With the people starving, the pork offered by the U.S. Army was the only food in abundance. A soup more familiar to the refugees, an ox-tail soup named Seolleongtang (설렁탕), worked well with pork and went a long way. Ox bones weren’t exactly a war time luxury to be had, and so Busan’s culinary staple was born. (An alternative version of dwaeji gukbop brings it origins back to the Goryeo Dynasty, roughly 1000 years ago, when nobles would give pork or dog meat as a gift to peasants who would then create this soup. But since the dynasty’s highest influence was near modern day Seoul and North Korea, along with its continuing popularity being primarily in Busan, the Korean War makes it the most likely origin.)

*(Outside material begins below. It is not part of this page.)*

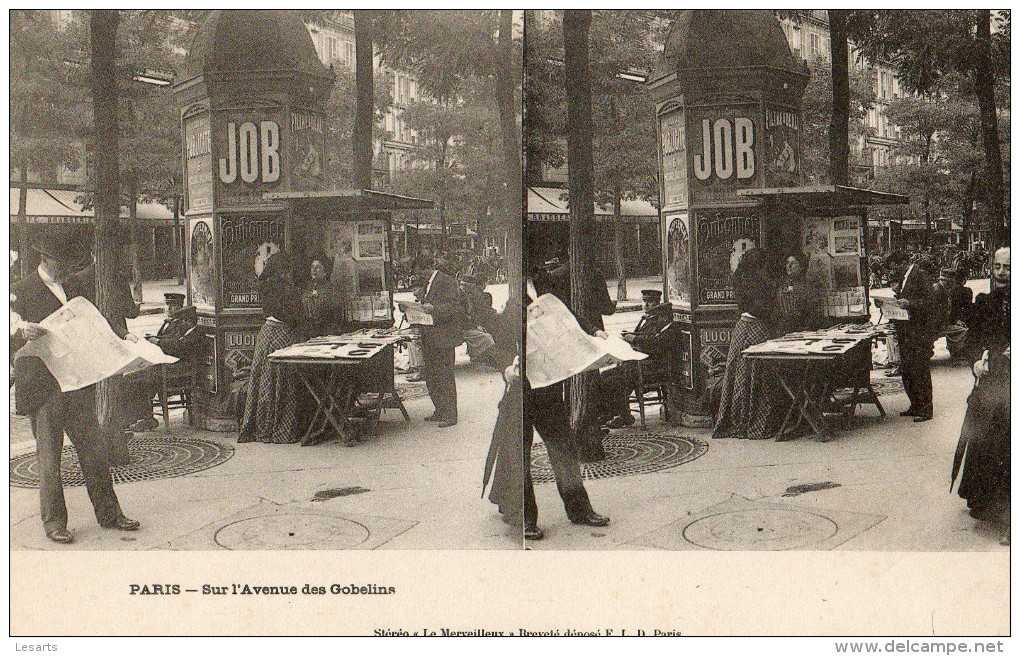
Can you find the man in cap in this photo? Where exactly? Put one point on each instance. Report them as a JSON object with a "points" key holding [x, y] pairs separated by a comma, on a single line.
{"points": [[651, 337], [443, 300], [924, 305], [51, 411]]}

To call dwaeji gukbop a mere soup would be an understatement. To call it a stew would be too ambitious. It’s a high maintenance recipe: hours of boiling pork bone (돼지 사골) to get the milky colored broth, then adding pork shank (돼지 사태), the pork forelegs (돼지앞다리살) , and at times the less flattering ears or head. This is followed by soy sauce (국간장), miso (된장), rice wine (청주), sesame oil (참기름), and more bone broth (사골육수). When the boneless, tender pork meat soup comes to your table, the primary ingredients are brought along side the side dishes (반찬), all of which are fair game to be added.
First, the rice (밥) is dumped in. Then the garlic chives (부추), the fermented baby shrimp (새우젓), onions (양파), noodles resembling angel hair pasta (면), kimchi (김치), green peppers (풋고추), garlic (마늘), and radish kimchi (깍두기). At times, the patron becomes the chef with the final touch of red pepper flakes (고춧가루), pepper (후추), soy bean paste (된장), and ssamjang (쌈장), a Korean spicy paste.
The cost of making it at home significantly outweighs the cost of eating it at a restaurant, about 3,500 to 7,000 won. It’s common to see this as a partner to soju (소주) along with a plate of more steamed pork (보쌈). It’s beyond just a Busan culture staple. Dwaeji gukbop is encouraged for women recovering from child birth, the fatigued, and–just as most other foods in Korea–any small ailment. Restaurants general specialize in dwaeji gukbab alone, offering other versions with pig intestines, called sundae gukbap (순대국밥).
What once began as a desperate meal for scared refuges over 60 years ago has become a culinary identity for Korea’s Second City. Dwaeji gukbop has a hard enough time making it north to Seoul, let alone across a body of water. The recipe is simple depending on your butcher, but as tedious as making quality kimchi. However, perhaps dwaeji gukbop can one day fight its way out of the back alleys of Busan and into the forefront of Korean cuisine (한식). In typical Korean fashion, perhaps it would only take a K-Pop song?